戦後初のアメリカ車右ハンドルなど話題に、ジープXJ型チェロキーの魅力と人気の理由

「ジープ」と言えば今やアメ車の中でも唯一日本市場で絶好調、クライスラー撤退後も引き続き日本で販売される数少ないブランドですが、そこに至るまでのブランディングに大きく貢献したのが2代目XJ型ジープ チェロキーです。

クロカン型クロスオーバーSUVの元祖、XJ型チェロキー

XJチェロキーPhoto by J. Squires
 

ジープ チェロキーは元々クライスラーに買収される以前にAMC(アメリカン・モーターズ)が開発した小型SUVで、フルサイズSUVであるワゴニアの縮小版でした。

その初代SJ型チェロキーを完全新設計してモデルチェンジ、1984年に登場したのがXJ型チェロキーです。

それまでの無骨なアメリカンスタイルから一転、当時AMCを傘下に置いていたフランスのルノーから影響を受けたヨーロピアンスタイルとなり、ラダーフレームに載せられた本格クロカンボディからモノコックボディへと変更。

乗用車をベースにしてはいませんが、元祖クロスオーバーというべき構造をしており、大幅に軽量化されたことから軽快な走りが受け、スタイルと相まって北米のみならず日本も含め世界でヒット作となりました。
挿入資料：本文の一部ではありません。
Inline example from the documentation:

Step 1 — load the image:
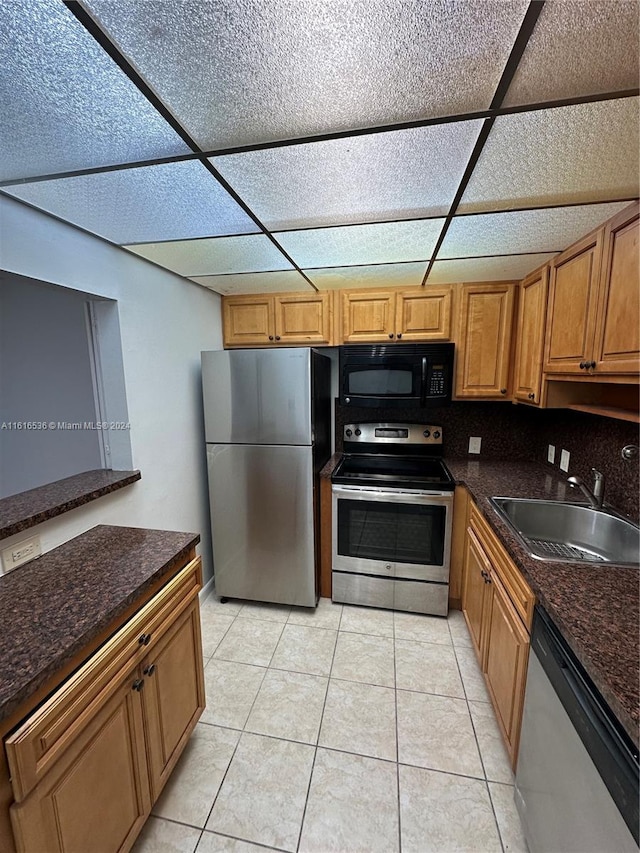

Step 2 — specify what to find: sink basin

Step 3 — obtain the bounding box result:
[491,497,640,565]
現在の「ジープ」ブランドがアメ車の中では一線を画す安定した人気を世界中で得るキッカケとなったモデルで、チェロキー自体もメーカーがクライスラー(現在のFCA、フィアットクライスラー)に買収され、モデルチェンジを繰り返しながら今も健在です。
 

ジープ チェロキー(XJ型)の特徴・特色

XJチェロキーPhoto by Zhang Yu
 

当時としてはアメ車離れしたモダンなヨーロピアンスタイル

ジープXJチェロキー Photo by Zhang Yu
 

XJチェロキー最大の特徴は、まずそのアクステリアデザインです。

当時のAMCは1979年に買収したフランスのルノー傘下でその影響を色濃く受けており、ほど良いサイズ感とヨーロピアンテイストのデザインは、まさにアメ車離れしていました。
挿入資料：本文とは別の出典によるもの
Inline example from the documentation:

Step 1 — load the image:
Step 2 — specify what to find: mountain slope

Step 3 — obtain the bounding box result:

ヨーロッパにもオフローダー需要はありましたが高価、あるいは質素すぎるモデルが多く、かといってアメリカンスタイルはヨーロッパ市場に馴染まなかったので、XJチェロキーのスタイルはまさに「画期的」だったのです。

それゆえ1980年代にはアメ車よりヨーロッパ車志向の強かった日本でもXjチェロキーは受け、クロカンブームを相まって人気の輸入車となりました。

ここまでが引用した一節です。